Riverdale Recap: Can't Pray Gay Away

Need to catch up? Check out our previous Riverdale recap here.

Let’s set Riverdale‘s core characters aside this week and focus our attention on Cheryl Blossom — and maybe the most beautiful image this show has given us so far.

Our dear Cheryl has been robbed of all of her trademark sass, forced by the Sisters of Quiet Mercy to wear a Puritanically modest dress and watch musty old filmstrips about the perils of gay experimentation. Plus, the nuns prescribe her “physical therapy” to break down her will, having her lug heavy bags from one side of the cellar to the other. It’s miserable, and American Horror Story-level creepy, and Cheryl’s spirit is close to being broken… but luckily, Toni won’t let that happen. She tells Veronica and Josie that Cheryl’s been silent on social media — “a sure sign of foul play,” Veronica deduces! — and they head over to Thistle House to get the real story on Cheryl’s disappearance.
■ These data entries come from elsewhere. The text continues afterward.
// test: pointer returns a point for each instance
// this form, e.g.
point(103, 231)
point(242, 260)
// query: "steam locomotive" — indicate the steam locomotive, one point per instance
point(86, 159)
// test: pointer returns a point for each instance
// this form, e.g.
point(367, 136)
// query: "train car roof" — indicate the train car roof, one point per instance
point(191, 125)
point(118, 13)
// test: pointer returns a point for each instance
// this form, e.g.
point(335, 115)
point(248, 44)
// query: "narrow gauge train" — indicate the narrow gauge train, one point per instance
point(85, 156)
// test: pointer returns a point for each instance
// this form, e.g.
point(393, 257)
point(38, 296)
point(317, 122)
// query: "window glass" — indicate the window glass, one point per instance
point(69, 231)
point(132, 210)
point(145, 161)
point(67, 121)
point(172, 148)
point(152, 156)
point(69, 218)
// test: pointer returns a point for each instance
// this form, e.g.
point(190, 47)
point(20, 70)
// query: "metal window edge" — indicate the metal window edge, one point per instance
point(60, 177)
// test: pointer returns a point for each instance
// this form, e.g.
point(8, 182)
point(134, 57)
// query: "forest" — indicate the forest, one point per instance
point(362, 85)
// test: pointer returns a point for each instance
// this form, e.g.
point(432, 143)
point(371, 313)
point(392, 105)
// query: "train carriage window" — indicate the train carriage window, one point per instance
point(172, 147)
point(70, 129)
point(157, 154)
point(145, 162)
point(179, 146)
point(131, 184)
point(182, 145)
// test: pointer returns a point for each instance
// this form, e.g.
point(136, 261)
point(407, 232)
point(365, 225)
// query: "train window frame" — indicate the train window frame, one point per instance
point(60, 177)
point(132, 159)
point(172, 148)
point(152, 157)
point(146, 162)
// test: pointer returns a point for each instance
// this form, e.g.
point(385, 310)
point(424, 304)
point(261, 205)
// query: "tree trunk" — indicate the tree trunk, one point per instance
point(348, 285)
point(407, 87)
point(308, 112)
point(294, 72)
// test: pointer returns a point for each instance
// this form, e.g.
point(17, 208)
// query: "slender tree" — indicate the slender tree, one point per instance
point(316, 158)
They confront Penelope, and when Josie threatens to take the case to Sheriff Keller, Penelope admits that she sent Cheryl away to deal with her “strange deviant behavior,” showing Josie the pencil drawings Cheryl did of her. This freaks Josie out to the point where she bails on the rescue, but Toni and Veronica aren’t giving up. They get a tip from Nana Rose — yeah, Nana Rose! — that Cheryl is nearby “with the Sisters,” and Kevin confirms that the Sisters of Quiet Mercy still do gay-conversion therapy. (“What the hell decade is this?” Toni wonders. Exactly.) And Kevin also knows about a secret Prohibition-era tunnel that leads right inside the convent…
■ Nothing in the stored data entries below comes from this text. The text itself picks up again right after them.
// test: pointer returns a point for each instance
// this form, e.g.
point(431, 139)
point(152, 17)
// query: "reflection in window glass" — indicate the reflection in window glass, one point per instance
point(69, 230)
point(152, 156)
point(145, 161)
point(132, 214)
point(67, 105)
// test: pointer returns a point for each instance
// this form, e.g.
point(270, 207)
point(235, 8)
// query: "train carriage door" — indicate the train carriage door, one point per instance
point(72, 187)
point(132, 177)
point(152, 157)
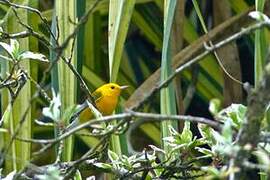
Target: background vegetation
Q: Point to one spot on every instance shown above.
(198, 97)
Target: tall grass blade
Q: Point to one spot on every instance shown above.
(167, 95)
(120, 13)
(66, 16)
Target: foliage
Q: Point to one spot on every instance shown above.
(53, 56)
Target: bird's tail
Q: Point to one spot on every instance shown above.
(73, 124)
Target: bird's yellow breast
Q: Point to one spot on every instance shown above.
(107, 104)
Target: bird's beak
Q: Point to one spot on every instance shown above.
(123, 87)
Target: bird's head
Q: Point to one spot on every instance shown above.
(112, 89)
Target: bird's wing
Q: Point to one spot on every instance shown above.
(97, 95)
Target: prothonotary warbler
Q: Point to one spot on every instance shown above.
(106, 99)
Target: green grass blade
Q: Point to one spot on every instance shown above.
(167, 95)
(260, 47)
(66, 14)
(19, 108)
(120, 13)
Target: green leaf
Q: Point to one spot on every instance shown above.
(10, 176)
(14, 45)
(53, 111)
(103, 166)
(259, 16)
(78, 175)
(112, 156)
(214, 106)
(32, 55)
(5, 58)
(8, 49)
(52, 173)
(120, 13)
(167, 95)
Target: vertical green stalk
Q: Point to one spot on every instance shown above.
(259, 61)
(120, 13)
(10, 163)
(260, 47)
(66, 16)
(22, 149)
(167, 95)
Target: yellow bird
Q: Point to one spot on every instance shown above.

So Toni and Veronica go into action-movie rescue mode — Veronica wears an ’80s-aerobicizing tight black bodysuit, natch — and sneak inside the Sisters complex, where Toni finds Cheryl sobbing during another filmstrip session. And here’s that beautiful image I mentioned: Cheryl runs into Toni’s arms, and they kiss passionately at the front of the room, as the anti-gay propaganda plays across their bodies. It’s a stunningly romantic moment that says more for LGBT equality than a thousand words could, and Toni and Veronica end up outrunning the nuns and getting Cheryl the heck out of there. Sure, their relatively easy escape is a little implausible — where’s the security? — but that image makes it all worth it. Count me in for Team Choni, all the way.
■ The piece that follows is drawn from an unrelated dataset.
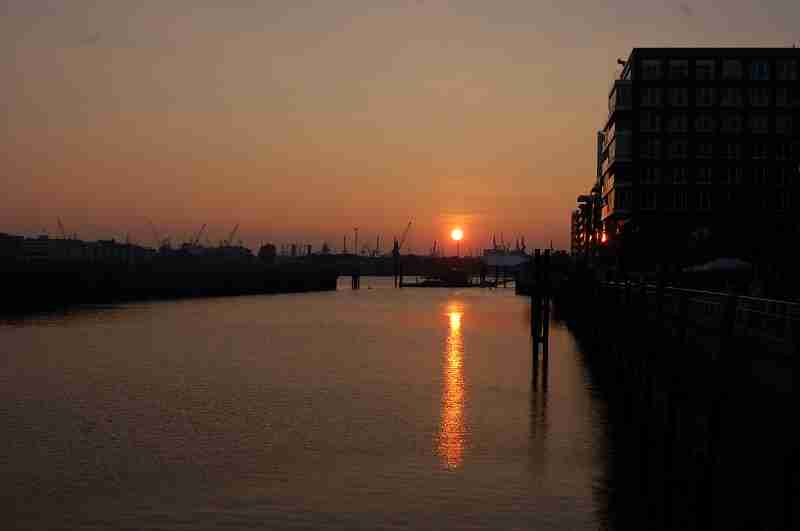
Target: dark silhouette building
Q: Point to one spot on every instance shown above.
(699, 156)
Riverdale Season 2 Episode 17 Betty AliceCAR TROUBLE | Betty, Chic and Alice go on high alert when the car they buried that dead body in gets dragged out of the river. F.P. tells everyone to play it cool, but Betty and Jughead can’t resist snooping and discover Dwayne the dead guy stole that car from his ex Darla — and Chic, for some reason, brings Darla home to the Cooper house with him. She’s not too broken up about Dwayne’s death, but she does want the ten grand he owed her, or she’ll have “a long talk with that handsome sheriff of yours.” Jughead and the Serpents scare her off, though, which leads to Chic finally moving out (good riddance) and Alice softening towards the Serpents… even showing up at F.P.’s door in full biker-chick makeup. This could get really weird for Betty and Jughead, couldn’t it?

Yearbook Notes:

* A ridiculous Archie/Hiram storyline unfortunately took up the bulk of this episode: Hiram got a threatening visit from mobsters Lenny and Carl — a Simpsons shout-out? — who demanded a healthy cut of Hiram’s profits if they allow Hermione to run for mayor. After the Lodges’ bodyguard Andre got beat up and sent to the hospital, Archie took it upon himself to protect the family, so he gathered Reggie and his football buddies to give Lenny and Carl “a message from the Dark Circle” (!), setting fire to their car and blowing it up. Hiram gave Archie a brand new car as a thank-you… but we really shouldn’t be encouraging Archie and his secret Circles, should we?

* Even in Riverdale‘s heightened reality, does it make any sense that Kevin and Moose would appear in the Sisters of Quiet Mercy’s anti-gay filmstrip?

* Riverdale‘s kids have a whole lot of bad ideas, but Betty getting a Serpent tattoo to prove her loyalty has to be one of the worst. There’s a reason you should be 18 before getting inked: It’s. Forever.

* Oh my God, did we actually witness a scene of Toni and Veronica… in class? (When Toni got the call from Nana Rose.) It was only a few seconds, but still. Couldn’t believe my eyes.

* Ha, of course Veronica knows the name of the only all-girls boarding school in Switzerland off the top of her head.

* Scheduling note: This is the last new Riverdale for three weeks, with the much-anticipated musical episode airing April 18. Can’t wait to see Cheryl burn that place down!